It has often been said that when Australia’s white Anglo-Saxon founding fathers drafted the Constitution in 1901, they could not have foreseen how family constellations would change over the next century and how family law would (or would not) keep abreast of those changes.
We now have many different types of families. We have families with and without children, single parents and blended or step families. We have heterosexual and same-sex de facto couples; separated, divorced and widowed couples. We also have families with children born through assisted reproductive technology or altruistically “acquired” through surrogacy, adoption or foster care.

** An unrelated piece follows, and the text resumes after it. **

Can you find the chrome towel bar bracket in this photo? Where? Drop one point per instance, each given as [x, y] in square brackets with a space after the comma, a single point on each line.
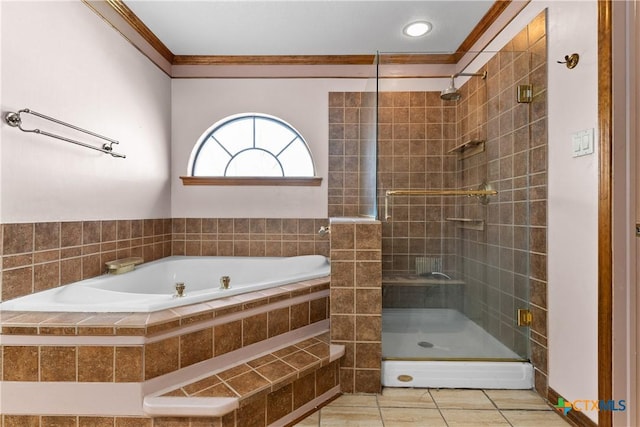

All these are well depicted in popular culture including a plethora of television shows dating back to Batman and his ward Robin, and the ever-happy blended Brady Bunch through to the contemporary How I Met Your Mother and comic Modern Family.
The truth is, however, that the Old and New Testaments hold numerous examples of precursors to the traditional nuclear family of a father, mother and two children.
Adam and Eve had two sons and then one son killed his brother, transforming their dynamic to a one-child family. Moses was abandoned and raised by strangers. Rachel could not conceive and added a child to her family through a surrogate. Ruth and Naomi were both widowed and childless but made a life together. Jesus Christ was a product of an immaculate conception and brought up by foster parents.
Given these examples, it has taken millennia for the law to catch up.